What are 'Zero-shot vs few-shot prompts'?
In prompts, you can show the model how to do things right by giving examples. The model looks at these examples to understand how to make its responses.
If a prompt has a few examples, it's called a few-shot prompt. If it has no examples, it's called a zero-shot prompt.
Few-shot prompts help the model understand how to structure its responses better. It's good to use specific and different examples to help the model focus and give better answers.
It's suggested to always include examples in your prompts. If your examples are clear enough, you might not even need to give instructions in your prompt.
If you want to learn more about prompting strategies, check the images' source link, it has plenty of them.
3 Best Practices for Prompt Engineering (for Beginners)
In the world of AI, where machines attempt to understand and respond to human language, prompt engineering plays a crucial role in guiding these interactions.

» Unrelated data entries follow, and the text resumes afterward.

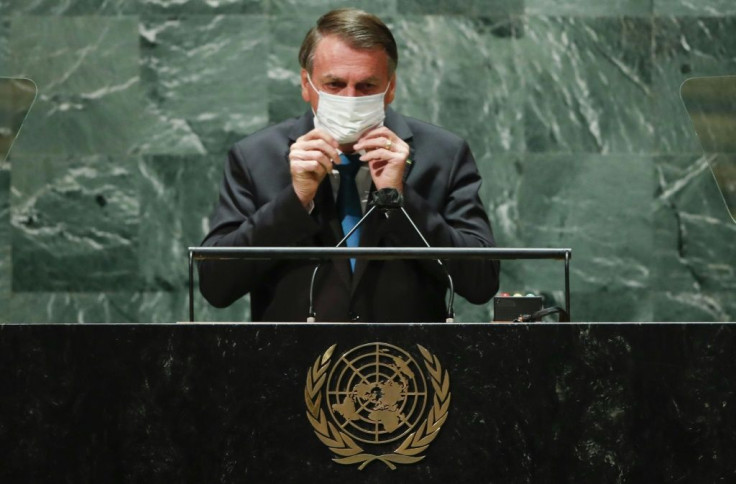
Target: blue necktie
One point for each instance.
(348, 200)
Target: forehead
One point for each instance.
(335, 58)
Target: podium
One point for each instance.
(229, 403)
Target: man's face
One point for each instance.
(341, 70)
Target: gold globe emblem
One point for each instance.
(376, 393)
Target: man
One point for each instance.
(292, 185)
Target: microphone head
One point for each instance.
(388, 198)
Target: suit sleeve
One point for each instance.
(243, 218)
(454, 219)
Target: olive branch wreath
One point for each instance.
(408, 452)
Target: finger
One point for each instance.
(317, 144)
(311, 155)
(319, 134)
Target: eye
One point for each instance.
(334, 85)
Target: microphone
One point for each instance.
(386, 199)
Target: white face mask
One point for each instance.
(345, 118)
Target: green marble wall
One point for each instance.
(570, 106)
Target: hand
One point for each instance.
(310, 159)
(386, 155)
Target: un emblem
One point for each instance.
(377, 395)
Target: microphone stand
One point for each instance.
(386, 199)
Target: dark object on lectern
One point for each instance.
(388, 198)
(511, 308)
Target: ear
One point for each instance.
(388, 99)
(307, 90)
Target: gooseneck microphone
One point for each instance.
(386, 199)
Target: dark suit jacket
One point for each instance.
(258, 207)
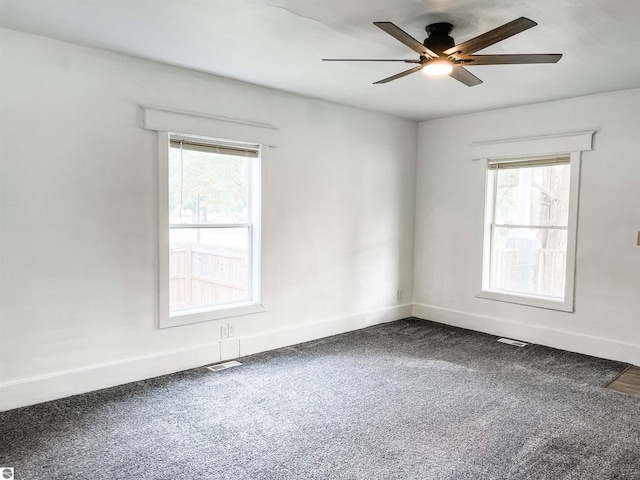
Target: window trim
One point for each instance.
(572, 144)
(187, 317)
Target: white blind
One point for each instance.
(240, 150)
(503, 163)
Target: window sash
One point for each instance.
(563, 304)
(254, 304)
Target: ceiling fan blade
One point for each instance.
(493, 36)
(399, 75)
(367, 60)
(399, 34)
(510, 59)
(465, 76)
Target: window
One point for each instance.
(530, 221)
(209, 217)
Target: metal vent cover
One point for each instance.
(224, 366)
(515, 343)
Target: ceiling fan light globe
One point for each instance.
(438, 67)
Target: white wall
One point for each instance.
(78, 239)
(449, 226)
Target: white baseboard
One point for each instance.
(34, 390)
(550, 337)
(72, 382)
(293, 335)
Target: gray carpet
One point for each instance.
(406, 400)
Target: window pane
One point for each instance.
(533, 196)
(208, 266)
(529, 261)
(207, 187)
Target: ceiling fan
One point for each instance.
(439, 55)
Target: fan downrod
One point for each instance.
(438, 38)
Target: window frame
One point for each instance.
(565, 144)
(254, 304)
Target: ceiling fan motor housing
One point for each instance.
(438, 39)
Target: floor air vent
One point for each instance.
(224, 366)
(515, 343)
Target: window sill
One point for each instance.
(531, 301)
(227, 311)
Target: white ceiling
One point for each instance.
(280, 44)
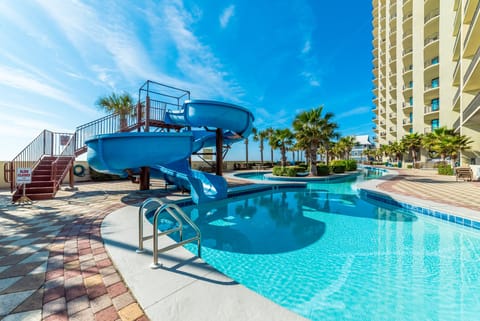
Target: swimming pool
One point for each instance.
(326, 254)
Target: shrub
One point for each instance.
(444, 169)
(277, 170)
(338, 166)
(350, 165)
(323, 170)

Here are the three best practices I found out for beginners, to achieve better outcomes. It's worth mentioning that there are more in-depth techniques and strategies, you can read about here, here, and here ????.

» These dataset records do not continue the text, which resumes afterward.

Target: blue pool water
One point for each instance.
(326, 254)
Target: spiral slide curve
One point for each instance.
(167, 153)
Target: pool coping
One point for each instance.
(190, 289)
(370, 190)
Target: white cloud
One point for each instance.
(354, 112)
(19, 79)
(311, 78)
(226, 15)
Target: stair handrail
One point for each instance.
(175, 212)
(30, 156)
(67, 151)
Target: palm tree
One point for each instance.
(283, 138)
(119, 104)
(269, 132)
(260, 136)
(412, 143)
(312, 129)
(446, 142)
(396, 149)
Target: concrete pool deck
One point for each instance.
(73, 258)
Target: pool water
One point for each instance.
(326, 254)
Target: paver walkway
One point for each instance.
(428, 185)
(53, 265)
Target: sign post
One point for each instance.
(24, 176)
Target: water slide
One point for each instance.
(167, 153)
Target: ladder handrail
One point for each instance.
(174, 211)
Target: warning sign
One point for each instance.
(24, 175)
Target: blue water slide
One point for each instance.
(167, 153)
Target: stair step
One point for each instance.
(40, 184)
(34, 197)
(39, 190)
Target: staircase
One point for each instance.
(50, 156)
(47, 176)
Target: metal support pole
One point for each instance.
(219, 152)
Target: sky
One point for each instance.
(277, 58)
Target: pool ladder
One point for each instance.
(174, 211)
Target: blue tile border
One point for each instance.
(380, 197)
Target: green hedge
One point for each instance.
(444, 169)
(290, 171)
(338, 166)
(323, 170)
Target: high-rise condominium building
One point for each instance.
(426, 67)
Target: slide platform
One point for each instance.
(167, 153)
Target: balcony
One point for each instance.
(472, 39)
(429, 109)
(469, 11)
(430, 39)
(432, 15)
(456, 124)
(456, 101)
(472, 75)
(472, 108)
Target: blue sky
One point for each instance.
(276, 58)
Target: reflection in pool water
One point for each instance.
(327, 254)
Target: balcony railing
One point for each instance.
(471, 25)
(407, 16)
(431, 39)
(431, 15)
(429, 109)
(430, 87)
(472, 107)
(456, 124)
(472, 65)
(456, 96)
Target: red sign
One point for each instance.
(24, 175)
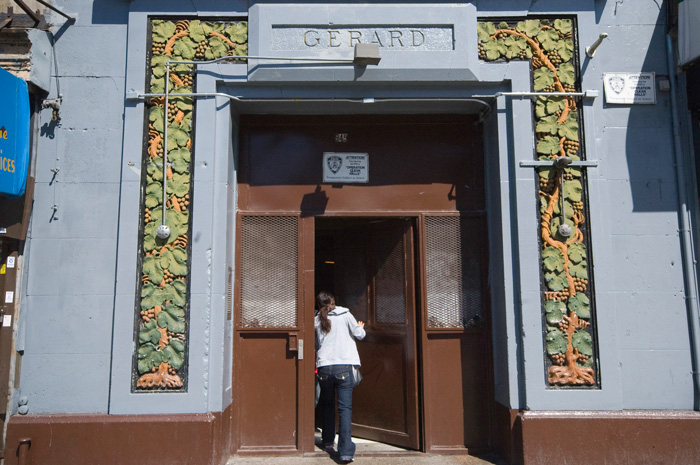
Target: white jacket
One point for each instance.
(338, 347)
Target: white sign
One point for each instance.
(345, 167)
(630, 88)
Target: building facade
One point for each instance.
(504, 191)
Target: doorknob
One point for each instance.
(296, 345)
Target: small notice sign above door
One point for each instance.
(345, 167)
(630, 88)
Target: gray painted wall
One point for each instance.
(80, 289)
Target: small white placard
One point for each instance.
(345, 167)
(630, 88)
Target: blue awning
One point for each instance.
(14, 134)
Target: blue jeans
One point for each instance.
(338, 378)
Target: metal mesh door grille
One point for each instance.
(453, 271)
(390, 298)
(268, 272)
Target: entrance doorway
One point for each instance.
(368, 264)
(405, 251)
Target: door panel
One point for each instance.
(269, 328)
(385, 404)
(268, 397)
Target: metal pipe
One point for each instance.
(689, 269)
(51, 7)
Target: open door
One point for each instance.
(375, 279)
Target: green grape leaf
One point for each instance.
(156, 117)
(164, 259)
(579, 270)
(180, 160)
(556, 342)
(548, 125)
(178, 345)
(514, 45)
(565, 48)
(563, 25)
(580, 304)
(548, 38)
(153, 269)
(149, 333)
(554, 311)
(154, 169)
(217, 49)
(185, 48)
(547, 172)
(552, 259)
(157, 85)
(530, 27)
(569, 128)
(167, 320)
(582, 341)
(549, 145)
(543, 78)
(556, 281)
(178, 262)
(196, 31)
(184, 103)
(577, 253)
(174, 358)
(162, 31)
(555, 104)
(176, 137)
(180, 184)
(573, 190)
(173, 294)
(238, 32)
(149, 236)
(152, 200)
(494, 49)
(158, 65)
(485, 31)
(566, 73)
(149, 357)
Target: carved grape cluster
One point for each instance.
(571, 146)
(580, 284)
(558, 359)
(148, 315)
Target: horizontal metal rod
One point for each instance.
(46, 4)
(535, 163)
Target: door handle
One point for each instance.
(296, 345)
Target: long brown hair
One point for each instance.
(326, 303)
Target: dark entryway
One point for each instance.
(405, 251)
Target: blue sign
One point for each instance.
(14, 134)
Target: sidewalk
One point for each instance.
(371, 453)
(409, 459)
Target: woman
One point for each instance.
(335, 355)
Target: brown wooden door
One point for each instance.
(377, 280)
(269, 362)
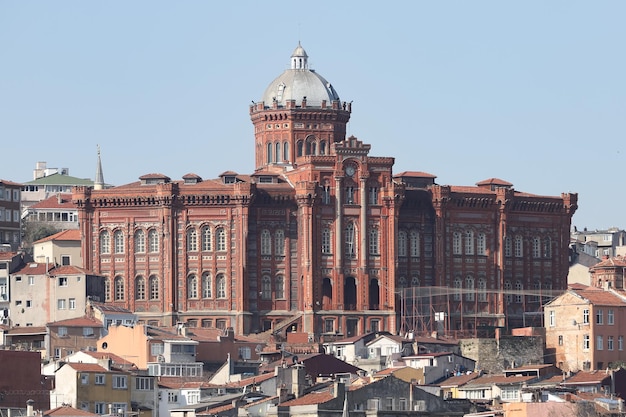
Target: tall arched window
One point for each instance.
(350, 240)
(192, 240)
(206, 239)
(153, 240)
(207, 285)
(414, 239)
(107, 289)
(326, 241)
(192, 286)
(547, 247)
(469, 242)
(266, 288)
(482, 289)
(140, 241)
(536, 247)
(519, 246)
(140, 288)
(119, 288)
(456, 243)
(402, 243)
(266, 242)
(118, 238)
(221, 239)
(154, 287)
(469, 285)
(374, 242)
(481, 244)
(105, 242)
(279, 242)
(220, 283)
(458, 287)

But for beginners, here's what I advise ⤵️
1. Keep it Clear and Precise
Imagine explaining a task to a friend—you wouldn't want to leave them guessing about what you're asking for.
Similarly, AI models need clear guidance to provide accurate responses. Using specific language and avoiding ambiguity can help ensure that the model understands exactly what you're requesting.
For example, instead of prompting - "Tell me about dogs.", you can say - "Provide a brief description of the Golden Retriever breed, including their temperament and ideal living environment"
2. Adopt a persona (Act as ..., You are ...)
Another effective technique in prompt engineering is to adopt a persona when communicating with AI models.
By imagining who you're talking to—a helpful assistant, an expert, or even a friendly pet—you can tailor your prompts to match the intended tone and style.
This not only helps the model understand the context of your request but also adds a human touch to the interaction, making it more engaging and relatable.
3. Specify the format
Lastly, when designing prompts, it's essential to specify the desired format for the response.
Whether you're asking for a paragraph of text, a list of bullet points, or a creative story, providing clear instructions on the expected format helps the AI model generate more relevant and useful outputs.
This ensures that the response aligns with your needs and preferences, minimizing the risk of misinterpretation or errors.
All these tips sound fun and easy, but you should remember that there's no simple ONE ideal strategy that works for each task; you should always try different strategies until AI gives you the right output.
Sometimes (or more often), you might get an answer that is not quite right, or even more - wrong. This is what is called AI Hallucinations!
What are AI Hallucinations?
AI hallucinations refer to instances when an AI model produces incorrect information but presents it as factual.
In simpler terms, imagine asking your AI for information, and instead of getting a helpful response, you receive a bunch of nonsense that the AI thinks you want to hear.
It's like your AI buddy getting a bit too excited and making things up as it goes along, without considering whether what it's saying makes sense.
AI hallucinations highlight the need for caution and critical thinking when interpreting the outputs of AI models, as they may not always provide reliable or accurate information.
To prevent AI Hallucinations, IBM has a great post about this.
Conclusion
So there you have it — prompt engineering isn't just about bossing around your AI, it's an art form, a science, and, yes, maybe even a bit of engineering.
With clear and precise instructions, a well-defined persona, and specified formatting requirements, you can ensure that the AI understands your requests accurately and delivers responses that meet your expectations.
So, the next time you're stuck with a mediocre AI output, remember that maybe it's not the AI. Perhaps it's your prompt. ????????♂️
Happy engineering, fellow Prompt Engineers! Keep those prompts crisp, and may your outputs always be brilliant.